The Ascent of Money is more of a narrative history of money, chock full of beautiful anecdotes and stories. This is the book to read if you like to imbibe and share knowledge, like how the name "bank" comes from the seats favoured by the Florentine bankers.

Ferguson, who has written a number of other books on economic history and development, explores money in a number of ways that Martin does not. Such as how different ideas of money influenced colonialism and development, and contributed to the creation of institutions, and even whole sectors like insurance.

#3 Golden Fetters: The Gold Standard and the Great Depression by Barry Eichengreen

Some people think that only gold is money. This idea has been unfashionable in much of the economics world since at least the Great Depression, but the allure of gold is strong.

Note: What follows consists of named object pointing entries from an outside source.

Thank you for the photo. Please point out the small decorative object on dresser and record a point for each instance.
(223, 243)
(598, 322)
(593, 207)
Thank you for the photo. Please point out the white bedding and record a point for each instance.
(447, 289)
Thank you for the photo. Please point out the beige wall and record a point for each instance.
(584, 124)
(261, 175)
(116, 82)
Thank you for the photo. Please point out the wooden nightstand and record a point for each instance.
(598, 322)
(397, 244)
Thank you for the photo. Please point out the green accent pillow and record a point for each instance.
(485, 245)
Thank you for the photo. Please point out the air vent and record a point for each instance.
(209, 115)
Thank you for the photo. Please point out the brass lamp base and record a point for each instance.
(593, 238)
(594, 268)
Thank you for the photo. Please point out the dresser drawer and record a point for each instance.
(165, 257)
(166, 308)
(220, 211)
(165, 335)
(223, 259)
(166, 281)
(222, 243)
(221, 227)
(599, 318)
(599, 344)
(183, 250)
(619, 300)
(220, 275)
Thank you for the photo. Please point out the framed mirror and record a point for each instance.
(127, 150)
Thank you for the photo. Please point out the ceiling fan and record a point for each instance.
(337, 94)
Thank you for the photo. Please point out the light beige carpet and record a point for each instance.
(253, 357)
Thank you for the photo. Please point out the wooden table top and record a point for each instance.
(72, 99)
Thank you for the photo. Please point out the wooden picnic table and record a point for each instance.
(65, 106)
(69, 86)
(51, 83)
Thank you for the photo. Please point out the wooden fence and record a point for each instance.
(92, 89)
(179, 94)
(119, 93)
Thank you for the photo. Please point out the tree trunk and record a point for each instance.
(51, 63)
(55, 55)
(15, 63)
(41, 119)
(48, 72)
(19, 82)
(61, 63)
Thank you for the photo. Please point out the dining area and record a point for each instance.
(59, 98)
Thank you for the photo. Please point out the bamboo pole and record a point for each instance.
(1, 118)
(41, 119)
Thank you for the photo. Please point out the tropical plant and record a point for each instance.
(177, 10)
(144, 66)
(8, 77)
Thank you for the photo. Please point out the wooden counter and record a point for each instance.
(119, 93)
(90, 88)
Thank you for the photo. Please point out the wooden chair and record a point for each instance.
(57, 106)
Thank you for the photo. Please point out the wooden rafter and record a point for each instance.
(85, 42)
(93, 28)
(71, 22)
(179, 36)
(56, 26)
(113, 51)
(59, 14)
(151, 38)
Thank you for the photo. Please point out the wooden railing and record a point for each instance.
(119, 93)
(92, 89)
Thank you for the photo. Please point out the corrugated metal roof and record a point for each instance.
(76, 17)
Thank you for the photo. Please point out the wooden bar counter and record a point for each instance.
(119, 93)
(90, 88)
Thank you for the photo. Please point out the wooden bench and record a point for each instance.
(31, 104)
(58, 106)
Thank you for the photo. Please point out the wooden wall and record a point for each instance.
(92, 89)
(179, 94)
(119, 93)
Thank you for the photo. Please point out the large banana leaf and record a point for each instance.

Eichengreen's book is a reassessment of the period leading up to the Great Depression, looking specifically at gold's fundamental role in the economic calamity that ensued. It may not sway ardent gold bugs, but it provides great context on money and the way many central bankers behave in crises today.

#4 Lords of Finance: The Bankers Who Broke the World by Liaquat Ahamed

Speaking of central bankers, Lords of Finance offers great insight into how their thoughts and actions impact the cash in your pocket. Told through the eyes of four central bankers, it details how the ideology and missteps of a few led to the Great Depression.

At minimum, Lords of Finance underlines how a few have incredible power over the value of our money. But it also highlights the influence of orthodoxy and predictions. If money is a social technology, these guys set the ground rules.

#5 Digital Gold: The Untold Story of Bitcoin by Nathaniel Popper

All of the books until now were released before the rise of bitcoin and other cryptocurrencies. If nothing else, these new currencies have solved one of the biggest roadblocks to digital currency — the double spend problem. They have also somewhat proved the thesis of many of the others on this list - money has little to do with official sanction, more with fulfilling certain requirements.

But at its heart, Digital Gold is the story of the creation of an entirely new form money. As Martin and Ferguson point out, this is something that has happened over and over. But it is absolutely fascinating to watch in real time, and this book is a good primer.